Online Casino CEO Will Keep Company Shares
PartyGaming’s CEO was planning to sell a significant part of the company’s shares, but decided to cancel the plan and to show his confidence in its online gambling firm. PartyGaming is one of the most popular gambling firms in the world. The firm is publicly listed on the London Stock Exchange market, and plan to sell company stock was not projecting favorably on the firm’s stock value. After all, when a CEO decides that getting rid of stock would benefit the firm, investors might think twice before putting their money where the CEO doesn’t want to put his.
All in all, Mitch Garber, CEO of PartyGaming decided to cancel the plan. The original thought was to sell the shares between December 19 and 31. Instead of selling stocks, Mitch would increase its holding and will take options for 3.5 million shares. This is the kind of support that you’d except from someone heading one of the strongest firms in the online casino industry. The vote of confidence will surely make investors rethink their steps. PartyGaming’s future is currently unclear as the firm waits for the United States Authorities to make their ruling it its case.

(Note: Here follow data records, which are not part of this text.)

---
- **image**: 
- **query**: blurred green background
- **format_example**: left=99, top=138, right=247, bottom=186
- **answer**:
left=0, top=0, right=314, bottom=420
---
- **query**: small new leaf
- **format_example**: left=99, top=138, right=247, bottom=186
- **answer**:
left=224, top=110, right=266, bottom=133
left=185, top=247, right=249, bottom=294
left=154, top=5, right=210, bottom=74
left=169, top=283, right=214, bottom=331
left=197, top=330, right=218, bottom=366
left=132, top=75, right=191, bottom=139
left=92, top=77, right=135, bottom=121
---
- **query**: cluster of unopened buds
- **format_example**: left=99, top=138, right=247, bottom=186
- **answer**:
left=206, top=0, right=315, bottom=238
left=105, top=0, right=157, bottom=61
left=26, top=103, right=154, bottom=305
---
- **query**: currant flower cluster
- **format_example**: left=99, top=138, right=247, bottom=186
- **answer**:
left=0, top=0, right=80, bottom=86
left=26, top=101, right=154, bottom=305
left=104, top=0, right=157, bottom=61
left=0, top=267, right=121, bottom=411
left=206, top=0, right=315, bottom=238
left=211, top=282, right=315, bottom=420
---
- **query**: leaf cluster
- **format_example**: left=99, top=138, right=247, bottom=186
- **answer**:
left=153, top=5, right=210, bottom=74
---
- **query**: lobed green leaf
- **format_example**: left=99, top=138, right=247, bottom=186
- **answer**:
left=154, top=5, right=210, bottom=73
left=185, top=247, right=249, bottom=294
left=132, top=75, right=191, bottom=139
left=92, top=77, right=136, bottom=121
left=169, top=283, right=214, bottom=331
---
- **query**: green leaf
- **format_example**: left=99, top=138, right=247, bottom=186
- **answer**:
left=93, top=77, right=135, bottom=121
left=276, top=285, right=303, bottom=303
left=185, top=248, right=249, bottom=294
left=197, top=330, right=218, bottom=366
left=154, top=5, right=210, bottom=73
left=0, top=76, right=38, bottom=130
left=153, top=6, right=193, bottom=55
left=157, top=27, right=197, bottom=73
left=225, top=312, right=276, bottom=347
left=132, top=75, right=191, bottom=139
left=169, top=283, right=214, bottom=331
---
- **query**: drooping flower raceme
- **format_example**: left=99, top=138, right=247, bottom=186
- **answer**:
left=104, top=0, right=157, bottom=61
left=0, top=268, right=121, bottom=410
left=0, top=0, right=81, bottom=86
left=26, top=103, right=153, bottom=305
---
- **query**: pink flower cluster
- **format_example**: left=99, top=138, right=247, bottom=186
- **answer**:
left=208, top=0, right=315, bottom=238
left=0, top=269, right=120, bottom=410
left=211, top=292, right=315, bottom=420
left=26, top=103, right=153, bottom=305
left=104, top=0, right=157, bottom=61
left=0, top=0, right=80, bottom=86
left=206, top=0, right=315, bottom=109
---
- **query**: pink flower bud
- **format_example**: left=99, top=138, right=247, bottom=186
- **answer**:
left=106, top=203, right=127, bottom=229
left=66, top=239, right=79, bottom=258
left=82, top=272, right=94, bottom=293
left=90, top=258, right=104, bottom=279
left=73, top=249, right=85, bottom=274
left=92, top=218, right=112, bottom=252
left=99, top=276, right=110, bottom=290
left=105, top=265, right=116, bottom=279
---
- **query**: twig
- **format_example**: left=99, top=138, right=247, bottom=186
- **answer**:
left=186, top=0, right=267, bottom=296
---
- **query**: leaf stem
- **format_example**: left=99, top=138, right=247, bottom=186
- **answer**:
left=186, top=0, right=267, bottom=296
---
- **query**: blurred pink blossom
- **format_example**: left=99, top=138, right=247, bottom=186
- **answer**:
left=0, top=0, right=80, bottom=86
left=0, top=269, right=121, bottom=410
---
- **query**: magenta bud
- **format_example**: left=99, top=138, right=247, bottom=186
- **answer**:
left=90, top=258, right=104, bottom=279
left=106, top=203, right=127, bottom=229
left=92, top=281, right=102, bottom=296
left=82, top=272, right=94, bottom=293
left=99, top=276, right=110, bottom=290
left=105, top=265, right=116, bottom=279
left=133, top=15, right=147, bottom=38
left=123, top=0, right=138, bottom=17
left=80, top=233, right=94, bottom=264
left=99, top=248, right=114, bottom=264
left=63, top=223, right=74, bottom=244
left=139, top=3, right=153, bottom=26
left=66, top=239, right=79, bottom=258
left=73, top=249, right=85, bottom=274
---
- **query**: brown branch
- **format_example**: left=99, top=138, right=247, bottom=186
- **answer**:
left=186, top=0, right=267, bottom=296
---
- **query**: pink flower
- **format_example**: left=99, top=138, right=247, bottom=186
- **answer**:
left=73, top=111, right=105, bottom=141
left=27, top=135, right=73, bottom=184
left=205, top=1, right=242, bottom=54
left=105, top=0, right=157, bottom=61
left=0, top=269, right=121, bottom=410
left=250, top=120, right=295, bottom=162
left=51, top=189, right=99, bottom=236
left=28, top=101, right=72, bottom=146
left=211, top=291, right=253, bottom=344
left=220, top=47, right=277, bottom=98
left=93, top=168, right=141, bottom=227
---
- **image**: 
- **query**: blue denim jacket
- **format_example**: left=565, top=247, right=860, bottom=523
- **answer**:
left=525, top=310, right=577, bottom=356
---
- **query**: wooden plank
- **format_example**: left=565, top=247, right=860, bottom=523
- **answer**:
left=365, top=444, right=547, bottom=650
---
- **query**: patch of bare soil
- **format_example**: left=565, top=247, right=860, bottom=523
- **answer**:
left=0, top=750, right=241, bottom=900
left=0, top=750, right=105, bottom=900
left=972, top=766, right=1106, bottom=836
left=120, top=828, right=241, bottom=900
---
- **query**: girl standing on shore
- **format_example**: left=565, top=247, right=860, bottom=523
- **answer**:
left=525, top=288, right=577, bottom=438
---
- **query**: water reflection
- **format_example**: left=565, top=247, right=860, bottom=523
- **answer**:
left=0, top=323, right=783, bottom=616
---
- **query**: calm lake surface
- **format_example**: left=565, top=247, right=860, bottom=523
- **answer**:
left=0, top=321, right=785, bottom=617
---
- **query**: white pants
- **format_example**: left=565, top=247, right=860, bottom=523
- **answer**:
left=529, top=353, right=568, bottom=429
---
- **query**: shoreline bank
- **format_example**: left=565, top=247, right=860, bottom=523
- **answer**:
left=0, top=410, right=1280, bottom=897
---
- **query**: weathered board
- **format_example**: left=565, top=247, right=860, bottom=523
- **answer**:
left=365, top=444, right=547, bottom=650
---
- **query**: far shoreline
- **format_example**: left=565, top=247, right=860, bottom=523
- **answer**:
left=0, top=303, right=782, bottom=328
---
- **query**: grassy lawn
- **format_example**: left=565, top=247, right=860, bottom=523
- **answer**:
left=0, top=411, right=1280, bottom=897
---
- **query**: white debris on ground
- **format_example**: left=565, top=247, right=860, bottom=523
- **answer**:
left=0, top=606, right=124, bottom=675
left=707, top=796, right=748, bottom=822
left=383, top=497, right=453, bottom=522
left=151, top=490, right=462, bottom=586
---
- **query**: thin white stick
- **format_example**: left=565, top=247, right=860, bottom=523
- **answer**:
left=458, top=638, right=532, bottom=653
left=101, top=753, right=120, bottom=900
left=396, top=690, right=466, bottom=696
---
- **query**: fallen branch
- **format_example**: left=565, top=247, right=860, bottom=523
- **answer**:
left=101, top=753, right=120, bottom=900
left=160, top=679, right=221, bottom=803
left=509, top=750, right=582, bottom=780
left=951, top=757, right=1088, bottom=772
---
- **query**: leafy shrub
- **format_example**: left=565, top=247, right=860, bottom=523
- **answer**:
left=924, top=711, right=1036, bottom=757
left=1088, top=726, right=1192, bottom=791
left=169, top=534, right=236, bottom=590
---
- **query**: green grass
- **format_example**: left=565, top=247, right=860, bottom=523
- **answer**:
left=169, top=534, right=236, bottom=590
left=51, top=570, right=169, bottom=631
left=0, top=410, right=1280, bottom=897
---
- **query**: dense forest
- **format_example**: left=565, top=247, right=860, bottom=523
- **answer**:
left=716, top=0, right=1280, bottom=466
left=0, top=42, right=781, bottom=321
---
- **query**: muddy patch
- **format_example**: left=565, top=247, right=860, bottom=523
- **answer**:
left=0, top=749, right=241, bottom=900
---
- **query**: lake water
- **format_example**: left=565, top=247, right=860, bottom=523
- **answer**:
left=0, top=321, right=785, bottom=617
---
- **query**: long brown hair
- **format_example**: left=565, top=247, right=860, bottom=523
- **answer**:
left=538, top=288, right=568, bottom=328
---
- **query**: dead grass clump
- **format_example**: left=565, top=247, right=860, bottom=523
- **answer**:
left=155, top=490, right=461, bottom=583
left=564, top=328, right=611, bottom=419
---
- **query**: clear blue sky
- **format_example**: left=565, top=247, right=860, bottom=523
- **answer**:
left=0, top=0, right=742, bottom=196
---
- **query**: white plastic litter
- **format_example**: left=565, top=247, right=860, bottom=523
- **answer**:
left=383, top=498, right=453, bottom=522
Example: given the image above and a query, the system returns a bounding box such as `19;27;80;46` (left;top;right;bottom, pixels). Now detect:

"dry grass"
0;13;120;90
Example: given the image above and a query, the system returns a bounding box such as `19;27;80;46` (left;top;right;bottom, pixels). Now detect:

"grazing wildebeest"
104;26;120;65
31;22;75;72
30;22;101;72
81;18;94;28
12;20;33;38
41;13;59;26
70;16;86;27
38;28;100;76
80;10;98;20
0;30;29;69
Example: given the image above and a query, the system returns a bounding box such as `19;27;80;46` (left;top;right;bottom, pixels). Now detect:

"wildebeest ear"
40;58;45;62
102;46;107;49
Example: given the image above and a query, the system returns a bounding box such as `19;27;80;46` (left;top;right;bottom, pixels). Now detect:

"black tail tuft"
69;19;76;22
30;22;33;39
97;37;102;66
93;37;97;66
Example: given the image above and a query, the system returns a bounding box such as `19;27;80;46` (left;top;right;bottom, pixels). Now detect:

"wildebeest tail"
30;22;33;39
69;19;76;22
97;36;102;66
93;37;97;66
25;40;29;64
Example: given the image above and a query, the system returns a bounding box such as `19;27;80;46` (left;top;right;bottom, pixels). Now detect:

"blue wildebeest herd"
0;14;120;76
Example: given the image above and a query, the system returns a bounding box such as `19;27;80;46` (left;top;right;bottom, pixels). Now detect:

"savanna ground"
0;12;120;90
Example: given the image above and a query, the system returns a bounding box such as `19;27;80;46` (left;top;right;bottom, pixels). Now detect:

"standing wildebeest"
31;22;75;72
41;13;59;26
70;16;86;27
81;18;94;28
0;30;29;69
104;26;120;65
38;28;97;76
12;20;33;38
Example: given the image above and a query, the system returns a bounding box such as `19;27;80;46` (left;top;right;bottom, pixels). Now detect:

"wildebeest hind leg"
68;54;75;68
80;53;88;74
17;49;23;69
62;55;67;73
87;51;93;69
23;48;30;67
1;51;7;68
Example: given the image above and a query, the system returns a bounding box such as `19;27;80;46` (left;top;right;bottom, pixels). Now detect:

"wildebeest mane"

The firm expects a decision regarding its punishment for taking bets from United States’ citizens prior to the enactment of the Unlawful Internet Gambling Enforcement Act in October. The online casino giant immediately withdrew from the American market once the anti online casino bill passed into law, and many believe that no real action will be taken against the firm. However, this is a crucial point in the firm’s business history and it surely needs its CEO to show his confidence and support. Maybe Garber knows how the wind will blow in the matter and that’s why he decided to keep his shares, and maybe not.